自主練で鍛え、新潟経営大で関東超えを 今村佳太(上)

今村は新潟経営大学を卒業後、新潟アルビレックスBBに進み、来季は琉球ゴールデンキングスでプレーする(提供・B.LEAGUE)

いささか乱暴な表現だが、日本の男子大学バスケの歴史は、すなわち関東の大学の歴史だ。71回におよぶインカレの優勝校は、すべて関東学連の所属チーム。関東以外の大学がベスト4以上に進出した例は、わずか23回にとどまる。Bリーグに進み、各クラブのエースを担う選手も、大半が関東の大学出身者。こと日本代表レベルともなると、地方大出身者が分け入るスキはほぼないというのが現状だ。

その中にあって、新潟アルビレックスBBの今村佳太は、希少な地方大出身のスター候補だ。新潟県長岡市出身の24歳は、新潟経営大学を経て17年にアルビBBに加入した生粋の新潟っ子。

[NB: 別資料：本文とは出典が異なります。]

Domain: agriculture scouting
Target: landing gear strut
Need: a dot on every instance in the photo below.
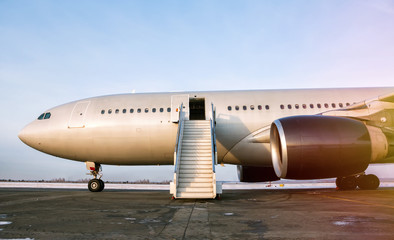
(365, 182)
(95, 184)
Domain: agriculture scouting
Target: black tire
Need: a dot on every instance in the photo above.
(102, 185)
(347, 183)
(94, 185)
(368, 182)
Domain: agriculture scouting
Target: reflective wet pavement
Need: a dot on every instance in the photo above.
(240, 214)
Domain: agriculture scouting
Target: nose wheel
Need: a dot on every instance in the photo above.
(95, 184)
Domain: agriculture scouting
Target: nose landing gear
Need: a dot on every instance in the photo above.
(95, 184)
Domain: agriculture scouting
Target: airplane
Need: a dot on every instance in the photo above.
(269, 134)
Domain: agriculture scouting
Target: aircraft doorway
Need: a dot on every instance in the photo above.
(197, 108)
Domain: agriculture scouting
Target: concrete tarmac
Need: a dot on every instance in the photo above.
(240, 214)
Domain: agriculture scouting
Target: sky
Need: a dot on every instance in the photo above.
(53, 52)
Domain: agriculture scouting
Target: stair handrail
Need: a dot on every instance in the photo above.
(213, 136)
(179, 137)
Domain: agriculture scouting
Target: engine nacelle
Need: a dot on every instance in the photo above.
(256, 174)
(312, 147)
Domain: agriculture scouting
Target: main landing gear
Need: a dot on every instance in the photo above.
(363, 181)
(95, 184)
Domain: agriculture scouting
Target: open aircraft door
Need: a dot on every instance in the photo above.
(176, 101)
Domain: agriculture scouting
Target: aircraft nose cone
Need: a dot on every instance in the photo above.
(27, 136)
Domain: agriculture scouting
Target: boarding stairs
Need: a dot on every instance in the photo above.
(195, 158)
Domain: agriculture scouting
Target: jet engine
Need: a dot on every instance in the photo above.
(256, 174)
(313, 147)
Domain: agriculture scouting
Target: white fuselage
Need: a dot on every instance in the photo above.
(98, 130)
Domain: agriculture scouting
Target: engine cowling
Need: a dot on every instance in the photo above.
(256, 174)
(312, 147)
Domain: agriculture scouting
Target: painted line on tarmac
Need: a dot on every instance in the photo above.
(357, 201)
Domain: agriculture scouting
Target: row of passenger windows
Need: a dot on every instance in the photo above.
(291, 106)
(44, 116)
(131, 110)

体の強さとシュート力を生かしたプレーで早くから頭角を現し、18年のアジア競技大会日本代表にも選出された。

プロ4年目となる来季は、西地区屈指の強豪・琉球ゴールデンキングスでプレーすることが決まっている。「今、僕がプロで頑張れている理由の一つは、『関東の大学出身者に勝ちたい』というハングリー精神です」。そうきっぱり話す今村の大学時代を2回連載で振り返る。

高校ラストシュートの悔いで決意

新潟県立長岡工業高校時代の最高成績は県ベスト8。県選抜などとも無縁だった今村に、大学でもバスケを続けさせるきっかけをつくった試合がある。3年生でのインターハイ予選2回戦。「県ベスト4以上」という大きな目標を掲げて挑んだトーナメントの序盤で、長岡工はまさかの敗北を喫した。逆転を狙った今村のラストシュートは無情にもリングを外れ、高校バスケは志半ばで強制終了。「自分の中ですごく大きな悔いが残ってしまって。それで、大学でも真剣にバスケをやりたいと思うようになりました」と今村は話す。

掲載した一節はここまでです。